# Requesting a sticky for latest ODIN flashible CWM.



## Snyperx (Jun 13, 2011)

Would someone be able to create a sticky to a download link to the latest ODIN flashable Clockwork recovery?? I keep having to hunt for a download link or ask the nice folks in the chat room which I am sure drives them nuts.


----------



## chopper the dog (Aug 6, 2011)

After your hunt. Don't delete it. And you won't have to look for it again.

good day.


----------



## shag_on_e (Aug 1, 2011)

"Snyperx said:


> Would someone be able to create a sticky to a download link to the latest ODIN flashable Clockwork recovery?? I keep having to hunt for a download link or ask the nice folks in the chat room which I am sure drives them nuts.

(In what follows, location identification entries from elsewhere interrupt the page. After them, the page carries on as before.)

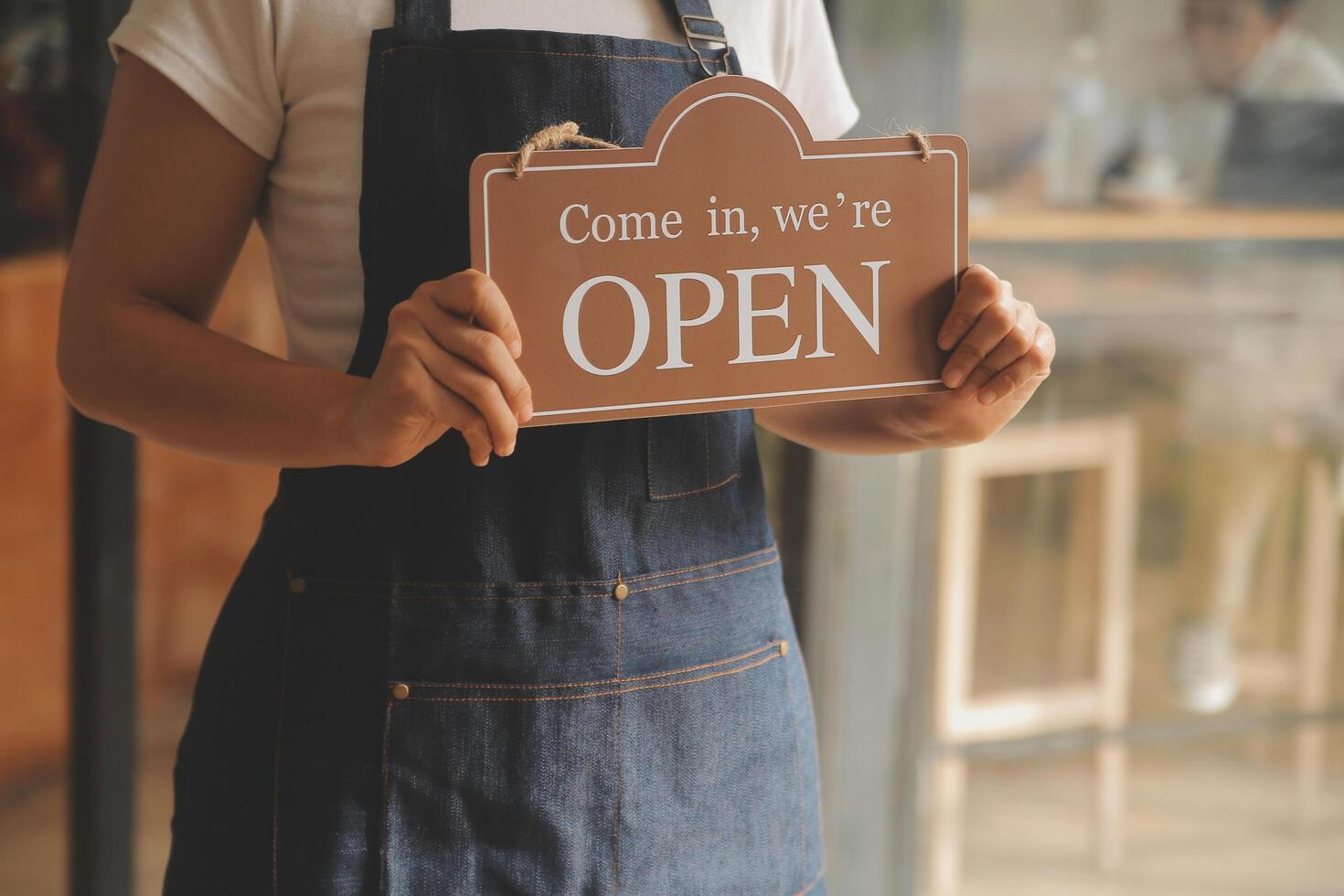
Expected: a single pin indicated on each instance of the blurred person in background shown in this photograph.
(1243, 409)
(1235, 51)
(400, 386)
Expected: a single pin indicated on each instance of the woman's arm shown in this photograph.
(168, 205)
(1000, 357)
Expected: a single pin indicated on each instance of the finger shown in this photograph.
(1011, 347)
(457, 414)
(486, 352)
(476, 297)
(1032, 366)
(469, 383)
(995, 323)
(977, 291)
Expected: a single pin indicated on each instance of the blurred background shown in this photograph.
(1095, 655)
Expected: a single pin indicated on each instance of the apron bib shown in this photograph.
(569, 672)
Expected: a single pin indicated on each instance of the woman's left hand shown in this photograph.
(1000, 355)
(997, 343)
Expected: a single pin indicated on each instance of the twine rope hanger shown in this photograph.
(568, 133)
(555, 137)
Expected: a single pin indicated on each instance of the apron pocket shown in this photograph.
(522, 787)
(491, 793)
(694, 453)
(711, 784)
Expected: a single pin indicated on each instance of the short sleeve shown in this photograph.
(811, 74)
(219, 53)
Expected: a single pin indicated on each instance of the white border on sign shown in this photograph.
(955, 249)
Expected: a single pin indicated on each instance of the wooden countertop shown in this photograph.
(1125, 226)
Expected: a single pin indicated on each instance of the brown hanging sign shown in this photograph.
(730, 262)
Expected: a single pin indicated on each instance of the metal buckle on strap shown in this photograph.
(692, 35)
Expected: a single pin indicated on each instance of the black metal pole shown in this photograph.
(102, 547)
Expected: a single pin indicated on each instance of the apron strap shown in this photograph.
(692, 17)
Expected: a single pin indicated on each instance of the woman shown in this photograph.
(565, 669)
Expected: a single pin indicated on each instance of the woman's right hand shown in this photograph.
(449, 361)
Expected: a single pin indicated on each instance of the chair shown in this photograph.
(1109, 446)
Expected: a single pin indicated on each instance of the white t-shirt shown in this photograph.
(286, 77)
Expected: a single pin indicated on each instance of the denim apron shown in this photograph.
(569, 672)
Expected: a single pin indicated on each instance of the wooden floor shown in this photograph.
(1207, 819)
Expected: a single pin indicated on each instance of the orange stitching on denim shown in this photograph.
(334, 583)
(388, 799)
(605, 681)
(603, 693)
(703, 566)
(709, 488)
(706, 578)
(797, 770)
(706, 422)
(615, 763)
(660, 496)
(274, 781)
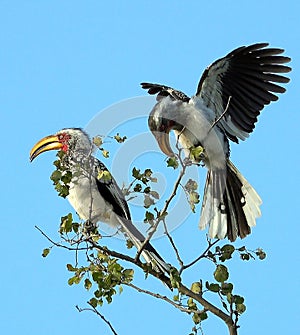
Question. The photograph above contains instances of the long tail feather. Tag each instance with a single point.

So...anyway...you got a link for that CWM? I assure you it won't be deleted...


----------



## dIGITALbEATdOWN (Jul 7, 2011)

Here you go.

CWM 4.0 - http://db.tt/kgEj6joC
EH09 Radio - http://www.megaupload.com/?d=BT09XR9E
EE19 Radio - http://dl.dropbox.com/u/24410513/EE19_modem.tar.md5
Odin 1.3 - http://www.megaupload.com/?d=9H0WW7RA


----------